Construire un univers, une fanbase, multiplier les projets différents autour d’un jeu est un vrai défi. Cowcat Games, après Brok The Investigator, s’y essaie. Après l’original et le visual novel, voici Brawl Bar : une succession de défis de baston façon beat’em all qui devrait amuser les fans de la licence.


Pour vous dépeindre les dessous cachés de la rédaction, j’ai chroniqué Brok The Investigator, que j’avais trouvé au demeurant assez sympa et divertissant, mais qui manquait de ce “je ne sais quoi” qui en fait un jeu addictif et marquant. J’avais encouragé son créateur à poursuivre dans cette voie, car le jeu était bourré de promesses. Cowcat Games, son créateur Fabrice Breton, avait critiqué mon test. J’essaie toujours de me mettre à la place du joueur lambda. J’accepte la critique, je ne suis pas parfait, donc, j’avais retouché mon test sans dénaturer mon avis : une première pour moi. C’est donc avec une certaine appréhension que j’aborde Brawl Bar. Je resterai honnête avec vous et droit dans mes bottes.

Brok est parachuté dans un bar. Nous y retrouvons certains protagonistes du jeu principal. C’est donc avec une teinte de nostalgie que commence ce Brawl Bar. Nous serons amenés à discuter avec tous les membres présents afin d’étoffer l’univers brokien et de délivrer moult activités : faire tourner une roue de la chance pour débloquer des musiques dans le jukebox, participer à un concours de bras de fer, et même construire nos propres défis.

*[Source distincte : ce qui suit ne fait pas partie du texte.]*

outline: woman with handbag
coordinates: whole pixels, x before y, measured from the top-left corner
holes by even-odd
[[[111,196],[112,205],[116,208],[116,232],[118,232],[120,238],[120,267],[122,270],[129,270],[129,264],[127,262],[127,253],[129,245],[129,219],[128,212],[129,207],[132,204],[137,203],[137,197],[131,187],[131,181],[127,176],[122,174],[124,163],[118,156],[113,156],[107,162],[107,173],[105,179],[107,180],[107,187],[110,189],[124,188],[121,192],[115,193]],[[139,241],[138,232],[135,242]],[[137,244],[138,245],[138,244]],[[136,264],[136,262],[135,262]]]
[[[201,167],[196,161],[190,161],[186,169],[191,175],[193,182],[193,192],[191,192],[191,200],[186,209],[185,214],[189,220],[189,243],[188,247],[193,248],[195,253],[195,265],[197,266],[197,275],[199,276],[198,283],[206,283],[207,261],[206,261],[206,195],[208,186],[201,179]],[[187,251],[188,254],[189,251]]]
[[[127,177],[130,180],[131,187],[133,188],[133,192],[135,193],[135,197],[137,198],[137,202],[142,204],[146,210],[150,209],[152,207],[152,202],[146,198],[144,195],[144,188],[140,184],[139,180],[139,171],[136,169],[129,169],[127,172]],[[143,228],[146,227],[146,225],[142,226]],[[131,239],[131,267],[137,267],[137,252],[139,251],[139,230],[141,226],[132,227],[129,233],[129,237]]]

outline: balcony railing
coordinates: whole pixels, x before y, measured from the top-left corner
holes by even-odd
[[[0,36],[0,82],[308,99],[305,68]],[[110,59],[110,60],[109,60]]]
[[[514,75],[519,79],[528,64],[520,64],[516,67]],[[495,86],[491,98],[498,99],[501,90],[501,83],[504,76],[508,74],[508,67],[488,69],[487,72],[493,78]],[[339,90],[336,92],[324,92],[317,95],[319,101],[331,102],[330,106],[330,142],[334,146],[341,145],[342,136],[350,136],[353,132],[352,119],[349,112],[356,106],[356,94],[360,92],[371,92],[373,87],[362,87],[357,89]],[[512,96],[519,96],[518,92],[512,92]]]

Car oui, le jeu est constitué de défis de beat’em all. Vous entrez dans la cabine VR du bar pour accéder à ces défis. En étant dans la peau de Brok ou d’un de ses comparses, vous serez confronté à des missions allant d’éliminer les ennemis dans un temps imparti, à survivre, ou encore à composer avec des conditions particulières comme un sol glissant ou des tempêtes… avec des boss et quelques surprises, comme un virus informatique.


Même si tout cela peut sembler divertissant, on enchaîne les défis sans passion. C’est bien là le problème. Si le jeu est vendu à prix réduit, il n’en reste pas moins assez redondant. La palette de coups des personnages a beau être variée, on ne pense qu’à une chose : finir le défi. De mon point de vue, cela gâche tout ce que Cowcat avait tenté de faire avec son jeu principal : étoffer la narration tout en y incorporant des phases de beat’em all. C’était la narration qui primait, et la baston n’était là que comme une petite douceur.


Il faut reconnaître que Fabrice maîtrise son sujet : il apporte des défis quotidiens afin de faire vivre son jeu et a mis l’accent sur l’accessibilité afin que toutes et tous prennent plaisir sur ce Brok Brawl Bar. Cela en fait un jeu moyen, où les fans de son travail pourront continuer à promouvoir son savoir-faire et l’encourager. Les autres détourneront le regard, car cela n’apporte rien de nouveau et n’y verront qu’un intérêt limité.
Malgré que nous ne soyons pas d’accord avec Cowcat Games, je lui renouvelle tous mes encouragements et espère qu’il s’accroche afin de toucher un maximum de public. C’est ce que tout créateur d’une œuvre souhaite : toucher un large public, faire parler… Voyons ce jeu non pas individuellement, mais dans la globalité de son univers.